Winner: Tabitha Roder for One Laptop Per Child
New Zealand’s One Laptop per Child test group, led by Tabitha Roder, is the largest OLPC volunteer group in the world. Tabitha created the popular group that has met weekly for over two years, first in Wellington and now in Auckland, to ensure successful deployments to the children of the world. Tabitha liaises with the main OLPC project and activity developers to create test schedules, write test reports, keep track of the XO laptops and support the NZ volunteers who work on the project. She is active on voice conference with the OLPC HQ in Boston and is frequently on IRC talking to developers, educators, translators, and providing tech support.

Andrew Caudwell for Gource
In September 2009, Andrew released Gource, a tool for visualizing the history and development of software projects. Typically as software is developed, incremental changes to files are grouped together as ’commits’ and are stored in a Version Control System, maintaining a history of which files were changed, by whom, and when. Gource takes this history and plays it back as an interactive animation with the root directory of the project appearing as the centre of an animated tree, and directories as branches with files as leaves. Developers can be seen working on the tree at the times they contributed to the project.

Eion Robb for Pidgin
Pidgin is a cross-platform instant messenger client that talks to a range of instant messenger servers, such as Facebook, Skype, OkCupid, and Omegle. It also allows the new voice and video extensions to compile under Windows. Eion spends much of his spare time contributing to libpurple/Pidgin either by coding plug-ins or patches, or by providing helpful support by email and in the #pidgin IRC chatroom. The creation of the Facebook and Skype plugins for Pidgin has enabled a large userbase of blind computer users to utilise screenreaders to talk to their friends on IM protocols.

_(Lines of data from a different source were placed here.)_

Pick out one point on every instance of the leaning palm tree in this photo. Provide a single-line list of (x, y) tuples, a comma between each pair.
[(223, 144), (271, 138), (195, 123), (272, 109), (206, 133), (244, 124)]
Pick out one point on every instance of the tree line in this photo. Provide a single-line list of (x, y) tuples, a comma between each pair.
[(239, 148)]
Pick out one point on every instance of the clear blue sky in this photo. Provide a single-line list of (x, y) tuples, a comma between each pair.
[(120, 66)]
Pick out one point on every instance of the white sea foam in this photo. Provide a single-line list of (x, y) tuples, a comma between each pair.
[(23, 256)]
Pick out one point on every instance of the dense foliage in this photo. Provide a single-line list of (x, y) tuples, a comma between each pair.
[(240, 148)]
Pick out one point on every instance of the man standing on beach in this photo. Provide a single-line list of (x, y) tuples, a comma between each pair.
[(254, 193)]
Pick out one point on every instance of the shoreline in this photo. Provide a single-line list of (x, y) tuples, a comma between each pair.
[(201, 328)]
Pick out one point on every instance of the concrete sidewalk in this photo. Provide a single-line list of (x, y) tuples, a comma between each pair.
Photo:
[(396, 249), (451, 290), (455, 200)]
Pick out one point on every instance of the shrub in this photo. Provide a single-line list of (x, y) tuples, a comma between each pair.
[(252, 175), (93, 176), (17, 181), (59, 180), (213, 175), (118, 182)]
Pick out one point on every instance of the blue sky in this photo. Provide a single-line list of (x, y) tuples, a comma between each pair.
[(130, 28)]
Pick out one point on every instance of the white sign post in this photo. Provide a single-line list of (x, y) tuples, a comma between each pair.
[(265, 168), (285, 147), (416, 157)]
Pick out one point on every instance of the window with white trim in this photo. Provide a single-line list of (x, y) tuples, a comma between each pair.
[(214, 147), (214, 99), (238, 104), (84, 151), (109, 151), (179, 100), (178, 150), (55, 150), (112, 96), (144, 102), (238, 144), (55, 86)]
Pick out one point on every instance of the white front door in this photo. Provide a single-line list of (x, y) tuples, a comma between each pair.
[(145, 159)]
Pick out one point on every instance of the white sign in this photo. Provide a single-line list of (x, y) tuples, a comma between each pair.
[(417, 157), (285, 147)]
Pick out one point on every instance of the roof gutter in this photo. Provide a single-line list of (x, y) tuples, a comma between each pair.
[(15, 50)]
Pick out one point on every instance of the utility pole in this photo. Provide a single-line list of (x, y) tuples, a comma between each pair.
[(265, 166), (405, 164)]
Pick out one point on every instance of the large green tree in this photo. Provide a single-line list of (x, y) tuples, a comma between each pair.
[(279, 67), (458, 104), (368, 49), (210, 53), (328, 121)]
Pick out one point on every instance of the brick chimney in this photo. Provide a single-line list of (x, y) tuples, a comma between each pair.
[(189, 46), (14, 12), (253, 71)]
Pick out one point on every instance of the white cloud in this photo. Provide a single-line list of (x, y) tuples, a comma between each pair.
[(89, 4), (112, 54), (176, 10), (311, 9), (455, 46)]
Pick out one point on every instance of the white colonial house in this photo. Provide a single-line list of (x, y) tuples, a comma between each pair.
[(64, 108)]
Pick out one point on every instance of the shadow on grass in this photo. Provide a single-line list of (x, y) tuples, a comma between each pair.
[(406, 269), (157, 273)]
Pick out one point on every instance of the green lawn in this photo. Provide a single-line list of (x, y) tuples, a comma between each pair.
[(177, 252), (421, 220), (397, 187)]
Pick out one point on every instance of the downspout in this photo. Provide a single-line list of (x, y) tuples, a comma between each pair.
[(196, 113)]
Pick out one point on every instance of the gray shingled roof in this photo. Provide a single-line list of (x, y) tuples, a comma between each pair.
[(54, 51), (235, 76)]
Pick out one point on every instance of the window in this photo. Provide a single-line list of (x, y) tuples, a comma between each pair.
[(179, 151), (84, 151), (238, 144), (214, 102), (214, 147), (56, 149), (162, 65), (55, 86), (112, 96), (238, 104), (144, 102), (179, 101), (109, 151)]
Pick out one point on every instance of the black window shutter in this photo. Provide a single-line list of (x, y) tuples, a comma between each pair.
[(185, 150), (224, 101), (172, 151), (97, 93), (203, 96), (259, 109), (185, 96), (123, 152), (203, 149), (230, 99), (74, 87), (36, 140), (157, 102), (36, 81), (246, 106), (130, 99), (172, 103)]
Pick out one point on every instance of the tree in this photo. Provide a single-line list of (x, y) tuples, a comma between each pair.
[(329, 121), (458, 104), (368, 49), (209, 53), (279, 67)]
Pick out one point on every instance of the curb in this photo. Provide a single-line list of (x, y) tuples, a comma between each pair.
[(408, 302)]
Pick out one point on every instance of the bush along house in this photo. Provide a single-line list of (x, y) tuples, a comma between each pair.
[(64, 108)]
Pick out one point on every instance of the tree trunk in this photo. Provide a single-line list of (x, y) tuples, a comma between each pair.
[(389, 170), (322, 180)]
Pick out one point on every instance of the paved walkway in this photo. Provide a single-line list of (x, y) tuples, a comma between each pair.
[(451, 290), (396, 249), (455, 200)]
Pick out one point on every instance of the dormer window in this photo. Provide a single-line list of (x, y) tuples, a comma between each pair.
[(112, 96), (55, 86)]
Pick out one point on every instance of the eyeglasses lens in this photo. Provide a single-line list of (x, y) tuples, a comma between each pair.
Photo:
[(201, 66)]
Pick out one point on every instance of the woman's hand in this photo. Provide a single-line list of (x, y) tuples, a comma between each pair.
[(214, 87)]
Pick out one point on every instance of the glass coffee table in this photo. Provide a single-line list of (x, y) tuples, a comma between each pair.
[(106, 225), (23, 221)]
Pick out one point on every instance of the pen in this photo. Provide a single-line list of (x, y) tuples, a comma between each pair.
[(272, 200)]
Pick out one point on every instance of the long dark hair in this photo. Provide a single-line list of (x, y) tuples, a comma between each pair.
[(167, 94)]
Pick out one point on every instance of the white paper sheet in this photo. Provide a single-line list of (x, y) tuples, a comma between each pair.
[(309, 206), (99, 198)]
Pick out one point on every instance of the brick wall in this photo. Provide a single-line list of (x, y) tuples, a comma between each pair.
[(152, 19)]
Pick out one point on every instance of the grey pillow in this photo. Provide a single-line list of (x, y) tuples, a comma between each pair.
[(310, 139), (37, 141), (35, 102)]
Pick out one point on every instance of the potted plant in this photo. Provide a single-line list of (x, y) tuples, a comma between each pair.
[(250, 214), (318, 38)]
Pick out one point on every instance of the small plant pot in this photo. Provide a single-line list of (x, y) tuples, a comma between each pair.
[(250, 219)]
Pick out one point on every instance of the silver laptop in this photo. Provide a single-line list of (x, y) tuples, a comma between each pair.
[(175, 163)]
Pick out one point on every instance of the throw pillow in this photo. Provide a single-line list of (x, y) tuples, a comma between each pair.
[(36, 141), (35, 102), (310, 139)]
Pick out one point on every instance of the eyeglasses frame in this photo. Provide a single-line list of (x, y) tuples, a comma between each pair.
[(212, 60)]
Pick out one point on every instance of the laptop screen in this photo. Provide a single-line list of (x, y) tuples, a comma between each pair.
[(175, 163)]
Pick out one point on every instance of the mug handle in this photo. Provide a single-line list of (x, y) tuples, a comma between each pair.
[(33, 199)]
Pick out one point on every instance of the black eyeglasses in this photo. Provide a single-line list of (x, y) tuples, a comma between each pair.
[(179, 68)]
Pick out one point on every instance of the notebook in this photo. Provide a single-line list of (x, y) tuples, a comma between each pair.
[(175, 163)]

Resolve Digital for Refinery CMS
Five years ago David Jones from Resolve Digital based in Christchurch built several small business sites in Ruby on Rails. This process lead him to create mTools, a closed source content management system used for consulting. After four years of using mTools for real world consulting, Resolve Digital decided to rename the project Refinery CMS and make it open source in 2009. Resolve Digital took a commercial, closed source project with a four year investment and made it free and open source to the Ruby on Rails community. Since open sourcing the project, it has become the second most popular Rails CMS.


Finalists - People's Choice Award

Winner: Amie McCarron
Amie worked for nine months to build three websites for Alcoholics Anonymous using a single open source CMS. This project was funded only by AA member contributions and therefore had a very limited budget, but by using free and open source software, along with a large amount of pro-bono effort, the new websites were successfully launched this year.

Lianne Dalziel
As a Member of Parliament and the Chair of the Commerce Select Committee, Lianne Dalziel worked to update the Patents Bill to exclude computer software as being patentable.

DaviCal
DAViCal is an open source CalDav server built on a Postgres database, bringing open source, standards-compliant, cross-platform group calendaring to the world. DAViCal is the glue that makes cross-platform calendar sharing happen. Built by just one person, Andrew McMillan, this tool has helped many organisations, large and small.

Mark Osborne
Mark's decision to go against the prevailing wisdom in schools and to promote open systems and software was unprecedented in New Zealand Schools and is paving the way for other schools to move away from proprietary standards and software.

The Tumanako Project
Philip Court has developed an all-electric, full-scale racing car. After examining the options, he decided to make it an open source project to encourage interoperability and general usefulness. This spawned Tumanako, which is now producing components for several different high-power electric motor and battery applications.

NZOSS Public Sector Remix
The Public Sector Remix was launched in August 2009. It involved 14 government agencies and was facilitated by NZOSS as a project to demonstrate the viability of free open source software on public sector desktops.